Proposition n° 8 de votre Rapporteure : améliorer la visibilité de la stratégie des fonds d’investissement au bénéfice des petits actionnaires en complétant le rapport que le conseil d’administration ou le directoire doit fournir à l’assemblée générale ordinaire annuelle en application de l’article L. 225-100 du code de commerce par une information sur l’échéance à laquelle les fonds d’investissement de type fermé qui ont pris des participations dans la société se sont engagés à restituer les fonds qui leur ont été remis par leurs clients.

Proposition n° 9 de votre Rapporteure : neutraliser provisoirement les droits de vote attachés à des titres financiers empruntés.

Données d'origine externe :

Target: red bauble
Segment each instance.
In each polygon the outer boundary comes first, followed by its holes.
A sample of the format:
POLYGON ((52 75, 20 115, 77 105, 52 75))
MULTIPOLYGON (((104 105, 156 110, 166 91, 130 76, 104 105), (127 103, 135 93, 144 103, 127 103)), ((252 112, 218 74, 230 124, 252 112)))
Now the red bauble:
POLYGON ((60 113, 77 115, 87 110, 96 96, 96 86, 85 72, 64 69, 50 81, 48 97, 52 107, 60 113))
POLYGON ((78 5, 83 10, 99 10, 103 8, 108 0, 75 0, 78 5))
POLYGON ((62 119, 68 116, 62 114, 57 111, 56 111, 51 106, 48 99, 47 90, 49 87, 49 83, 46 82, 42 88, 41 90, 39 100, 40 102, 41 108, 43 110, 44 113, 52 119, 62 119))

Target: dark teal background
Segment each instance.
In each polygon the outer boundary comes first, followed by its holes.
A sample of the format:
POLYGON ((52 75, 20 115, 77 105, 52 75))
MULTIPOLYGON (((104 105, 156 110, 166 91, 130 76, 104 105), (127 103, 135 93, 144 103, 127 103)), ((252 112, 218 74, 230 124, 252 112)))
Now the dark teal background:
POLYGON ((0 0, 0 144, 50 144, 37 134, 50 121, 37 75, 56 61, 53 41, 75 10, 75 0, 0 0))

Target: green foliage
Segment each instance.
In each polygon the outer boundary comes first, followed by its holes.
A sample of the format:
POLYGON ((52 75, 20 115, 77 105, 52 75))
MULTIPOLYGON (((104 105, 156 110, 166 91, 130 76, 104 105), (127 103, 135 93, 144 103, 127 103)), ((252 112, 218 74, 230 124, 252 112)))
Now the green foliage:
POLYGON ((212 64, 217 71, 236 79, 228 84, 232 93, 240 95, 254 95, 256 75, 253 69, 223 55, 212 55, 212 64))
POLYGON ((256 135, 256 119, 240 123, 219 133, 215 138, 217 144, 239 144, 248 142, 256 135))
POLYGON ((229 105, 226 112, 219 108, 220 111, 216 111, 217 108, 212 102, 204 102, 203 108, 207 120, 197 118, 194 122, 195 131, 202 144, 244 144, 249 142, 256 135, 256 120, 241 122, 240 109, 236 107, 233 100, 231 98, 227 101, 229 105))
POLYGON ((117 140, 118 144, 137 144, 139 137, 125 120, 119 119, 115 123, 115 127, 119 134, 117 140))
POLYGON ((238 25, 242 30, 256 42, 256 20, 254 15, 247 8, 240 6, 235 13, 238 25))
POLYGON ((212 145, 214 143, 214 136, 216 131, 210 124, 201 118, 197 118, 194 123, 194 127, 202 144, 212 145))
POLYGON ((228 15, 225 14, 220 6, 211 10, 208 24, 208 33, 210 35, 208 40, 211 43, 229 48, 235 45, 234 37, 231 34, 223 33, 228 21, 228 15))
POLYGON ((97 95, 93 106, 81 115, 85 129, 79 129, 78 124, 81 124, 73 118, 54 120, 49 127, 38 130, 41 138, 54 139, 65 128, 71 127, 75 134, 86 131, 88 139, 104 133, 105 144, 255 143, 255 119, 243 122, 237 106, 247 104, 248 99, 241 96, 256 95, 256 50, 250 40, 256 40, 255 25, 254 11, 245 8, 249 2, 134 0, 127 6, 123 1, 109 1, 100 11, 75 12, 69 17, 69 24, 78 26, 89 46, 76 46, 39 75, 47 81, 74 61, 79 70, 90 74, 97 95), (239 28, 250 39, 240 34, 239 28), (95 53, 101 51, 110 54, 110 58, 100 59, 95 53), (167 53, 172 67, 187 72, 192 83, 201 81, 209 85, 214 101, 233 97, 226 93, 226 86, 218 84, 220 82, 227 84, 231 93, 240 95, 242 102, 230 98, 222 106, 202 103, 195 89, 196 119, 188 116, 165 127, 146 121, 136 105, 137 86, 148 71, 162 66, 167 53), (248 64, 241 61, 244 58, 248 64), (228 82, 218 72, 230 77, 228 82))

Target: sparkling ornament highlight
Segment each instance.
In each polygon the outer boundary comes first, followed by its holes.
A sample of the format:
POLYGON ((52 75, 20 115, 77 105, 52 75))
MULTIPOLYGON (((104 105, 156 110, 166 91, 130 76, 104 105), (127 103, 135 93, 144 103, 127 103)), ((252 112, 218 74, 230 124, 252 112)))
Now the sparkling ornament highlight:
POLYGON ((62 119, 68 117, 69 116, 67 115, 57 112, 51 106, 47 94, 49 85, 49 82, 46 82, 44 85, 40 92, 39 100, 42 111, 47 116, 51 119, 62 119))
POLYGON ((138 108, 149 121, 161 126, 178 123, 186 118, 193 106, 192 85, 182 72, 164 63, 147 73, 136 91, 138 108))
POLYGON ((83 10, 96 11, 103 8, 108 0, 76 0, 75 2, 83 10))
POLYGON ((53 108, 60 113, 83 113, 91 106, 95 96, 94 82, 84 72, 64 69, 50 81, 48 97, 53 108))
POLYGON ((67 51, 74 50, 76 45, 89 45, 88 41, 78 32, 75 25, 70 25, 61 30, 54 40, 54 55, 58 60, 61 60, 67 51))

Proposition n° 10 : instaurer, par la loi, une représentation obligatoire des salariés non-actionnaires, avec voix délibérative, au sein des conseils d’administration et de surveillance des entreprises de plus de 5000 salariés, y compris dans les comités spécialisés de ces conseils. Dans l’immédiat, fixer à deux le nombre de représentants des salariés non-actionnaires.

En contrepartie :

– accompagner la représentation des salariés dans les conseils d’administration et de surveillance en engageant concomitamment une simplification du droit du travail, sans mettre en cause la protection des salariés, notamment grâce à l’instauration d’une sécurisation des parcours professionnels (proposition de votre Rapporteure) ;

– de manière parfaitement concomitante, alléger les obligations mises à la charge des employeurs par le code du travail, en créant un contrat de travail unique et en simplifiant les modalités de licenciement sans amoindrir le contrôle du juge (proposition de votre Co-rapporteur).

Proposition n° 11 : améliorer le dialogue social :

– en développant la formation économique délivrée aux salariés, une formation spécifique devant être assurée aux délégués du personnel, aux membres des comités d’entreprise, ainsi qu’aux administrateurs représentant les salariés au sein des conseils d’administration ou de surveillance ;

– en confiant la présidence du comité d’entreprise à un représentant des salariés ;

– en complétant les codes de gouvernance par une recommandation invitant à créer des comités des risques au sein des conseils d’administration et de surveillance, les comités devant informer les conseils d’administration ou de surveillance ainsi que les comités d’entreprise deux fois par an .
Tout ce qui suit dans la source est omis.